With every article that I read, I detect the same base note repeated over and over again: "We don't want to believe it." And why would we?
I'd like to take a moment to say that I have NO idea what actually happened between Amber Heard and Johnny Depp. It's not my place to make accusations on either side. If you're reading this with a very clear decision on who is the victim and who is the villain, you may want to get a little real with yourself and realize that we don't actually get to condemn anyone. That's for a judge to do, and frankly, it's none of the public's business.
But I will be very honest with you; the main reason why I am saying this is because I don't want to believe it.
When I was in my early 20's, I was in a relationship that I wouldn't have wished on my worst enemy. The man was physically, emotionally, and sexually abusive, a combination that ultimately led to a case of minor PTSD.
Some time after I had gotten out of the relationship and was dealing with the psychological ramifications, I told a class mate at school what had happened. She told me that she knew he was an honest person, that I was a liar, and proceeded to lash out at me for my blatant attempts to hurt his reputation. I left my Program the day after and never returned.
"So, what's a Johnny Depp fan to do? I still don't want to believe it. Even though experience and statistics are against me, I still want to believe that my teenage crush is a good guy."
For years, I despised that person. I wanted nothing more than to confront her and tell her what she had done to me. I wanted her to suffer for perpetuating my trauma and show the entire Program what an awful, despicable person she really was. Then one day, I got it. And it just happened to be on the day when Amber Heard came forward the photographs of her bruises.
The girl who accused me of lying didn't want to believe it. My ex was charming, charismatic, funny, sensitive, and incredibly talented. He was a leader, garnering the admiration of everyone around him, and at the time, he was a very good friend to this person. She really looked up to him, and there I was, shattering her illusion like a cheap glass. In that moment, I'm sure she felt really betrayed, because how do you deal with the thought of your friend being a monster?
We see celebrities who we admire as "friends". We support their work, we cheer them on, and we ardently defend them when someone makes an accusation against them. In the eyes of millions of people, Johnny Depp is a hero, an onscreen buddy, and who wants to believe that your best film buddy abused his wife?
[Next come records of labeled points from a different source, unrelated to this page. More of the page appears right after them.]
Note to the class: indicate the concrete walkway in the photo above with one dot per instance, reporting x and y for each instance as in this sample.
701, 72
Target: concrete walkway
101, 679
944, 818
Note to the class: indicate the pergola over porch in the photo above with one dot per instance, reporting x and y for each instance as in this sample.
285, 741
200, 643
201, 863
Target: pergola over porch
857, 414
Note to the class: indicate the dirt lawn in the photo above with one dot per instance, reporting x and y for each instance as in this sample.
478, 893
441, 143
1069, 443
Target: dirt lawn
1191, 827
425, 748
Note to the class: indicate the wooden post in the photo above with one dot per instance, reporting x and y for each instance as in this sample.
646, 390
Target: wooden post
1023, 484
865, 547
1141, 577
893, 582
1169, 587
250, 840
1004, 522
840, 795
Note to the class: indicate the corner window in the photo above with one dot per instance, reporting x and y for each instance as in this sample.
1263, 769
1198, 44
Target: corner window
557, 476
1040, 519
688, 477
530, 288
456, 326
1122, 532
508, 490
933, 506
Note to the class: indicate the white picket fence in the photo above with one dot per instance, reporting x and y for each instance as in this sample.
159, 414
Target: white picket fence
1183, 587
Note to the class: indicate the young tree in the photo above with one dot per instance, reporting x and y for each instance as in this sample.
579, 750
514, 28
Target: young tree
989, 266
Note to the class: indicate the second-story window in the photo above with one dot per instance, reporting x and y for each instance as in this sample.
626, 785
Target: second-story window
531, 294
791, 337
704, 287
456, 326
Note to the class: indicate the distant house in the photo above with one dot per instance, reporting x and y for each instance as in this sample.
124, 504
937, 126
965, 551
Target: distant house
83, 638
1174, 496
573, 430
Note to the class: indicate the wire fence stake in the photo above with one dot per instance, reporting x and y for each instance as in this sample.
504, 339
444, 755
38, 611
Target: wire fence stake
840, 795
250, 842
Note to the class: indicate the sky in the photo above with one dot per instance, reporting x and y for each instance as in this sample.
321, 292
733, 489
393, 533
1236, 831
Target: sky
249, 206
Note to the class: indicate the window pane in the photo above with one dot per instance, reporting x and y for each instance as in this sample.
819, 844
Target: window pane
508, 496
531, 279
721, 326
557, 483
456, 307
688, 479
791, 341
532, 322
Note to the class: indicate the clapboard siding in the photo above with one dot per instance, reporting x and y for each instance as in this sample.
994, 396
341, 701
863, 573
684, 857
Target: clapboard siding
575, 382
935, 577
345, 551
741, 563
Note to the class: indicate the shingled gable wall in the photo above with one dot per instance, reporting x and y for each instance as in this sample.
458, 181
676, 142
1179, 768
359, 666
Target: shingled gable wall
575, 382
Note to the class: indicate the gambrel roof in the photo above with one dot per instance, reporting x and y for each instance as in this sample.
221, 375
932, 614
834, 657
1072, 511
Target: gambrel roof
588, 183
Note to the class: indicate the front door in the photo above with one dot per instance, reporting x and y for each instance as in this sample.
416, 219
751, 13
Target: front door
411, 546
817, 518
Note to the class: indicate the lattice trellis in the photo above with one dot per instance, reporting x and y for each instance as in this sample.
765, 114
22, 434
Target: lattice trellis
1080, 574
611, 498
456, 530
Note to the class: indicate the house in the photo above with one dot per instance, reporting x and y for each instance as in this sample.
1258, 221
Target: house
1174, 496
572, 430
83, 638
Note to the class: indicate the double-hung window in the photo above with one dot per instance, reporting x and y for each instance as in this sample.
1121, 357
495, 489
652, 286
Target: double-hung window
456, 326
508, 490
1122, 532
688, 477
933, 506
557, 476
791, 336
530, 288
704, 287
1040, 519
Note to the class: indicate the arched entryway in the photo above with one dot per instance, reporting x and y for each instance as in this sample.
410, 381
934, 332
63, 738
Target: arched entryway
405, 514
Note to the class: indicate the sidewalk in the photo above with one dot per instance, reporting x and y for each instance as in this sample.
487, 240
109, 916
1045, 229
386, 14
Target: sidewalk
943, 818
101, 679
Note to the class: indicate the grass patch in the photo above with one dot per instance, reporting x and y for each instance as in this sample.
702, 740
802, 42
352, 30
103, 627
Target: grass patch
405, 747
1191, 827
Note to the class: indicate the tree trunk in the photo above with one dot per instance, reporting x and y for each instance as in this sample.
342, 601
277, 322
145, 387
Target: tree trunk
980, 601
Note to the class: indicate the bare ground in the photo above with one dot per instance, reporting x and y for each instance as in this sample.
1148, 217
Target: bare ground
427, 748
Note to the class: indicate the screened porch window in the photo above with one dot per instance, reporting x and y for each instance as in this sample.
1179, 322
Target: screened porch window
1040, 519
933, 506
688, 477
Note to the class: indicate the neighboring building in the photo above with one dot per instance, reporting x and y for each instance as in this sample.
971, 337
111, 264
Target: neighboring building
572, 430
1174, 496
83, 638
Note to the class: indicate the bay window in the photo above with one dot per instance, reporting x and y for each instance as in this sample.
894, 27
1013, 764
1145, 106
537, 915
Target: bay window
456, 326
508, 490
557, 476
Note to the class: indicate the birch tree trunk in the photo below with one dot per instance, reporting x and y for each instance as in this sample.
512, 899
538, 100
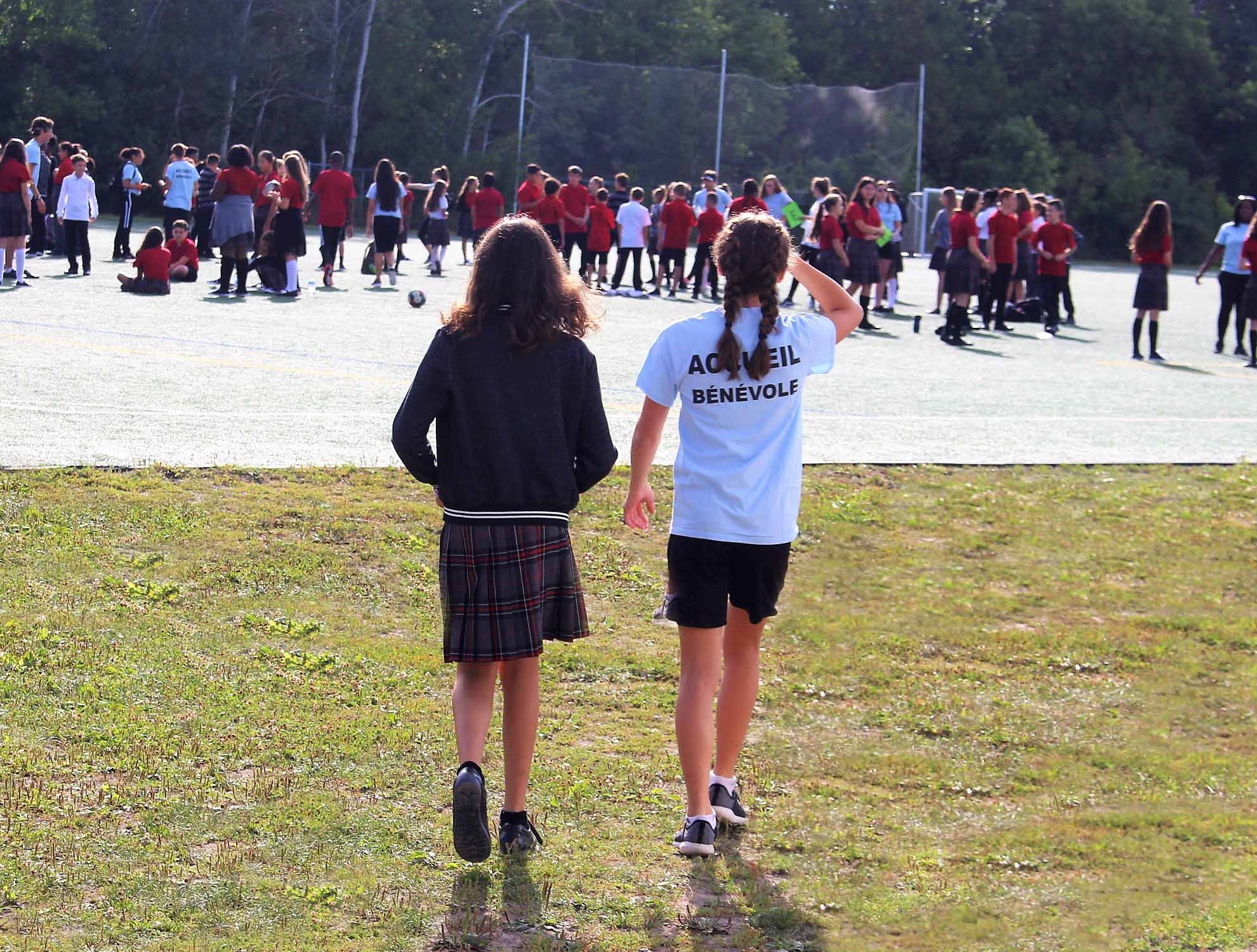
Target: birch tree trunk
357, 86
234, 78
332, 70
483, 70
The fact is that more women who claim to have suffered from domestic abuse are telling the truth than those who are not. More than four million women in the United States have been victims of sexual or physical assault, and the numbers don't seem to be decreasing any time soon.
I'm sure that there are some women who make false accusations, but the odds are overwhelmingly stacked against this. Most of the women who come forward ARE telling the truth, and I am speaking from personal experience when I say that it takes an impossible amount of courage to come forward.
So, what's a Johnny Depp fan to do? I still don't want to believe it. Even though experience and statistics are against me, I still want to believe that my teenage crush is a good guy.
At the same time, I understand what Amber Heard is going through. There's nothing worse than dealing with trauma and being called a liar at the same time, and until the evidence speaks otherwise, the public has to accept that she may be telling the truth. It would have made a world of difference to me if that girl nearly a decade ago had done the same for me.
I'm open to the possibility that Johnny Depp abused his ex-wife. But for the sake of his family, especially his two children, I hope that he's not.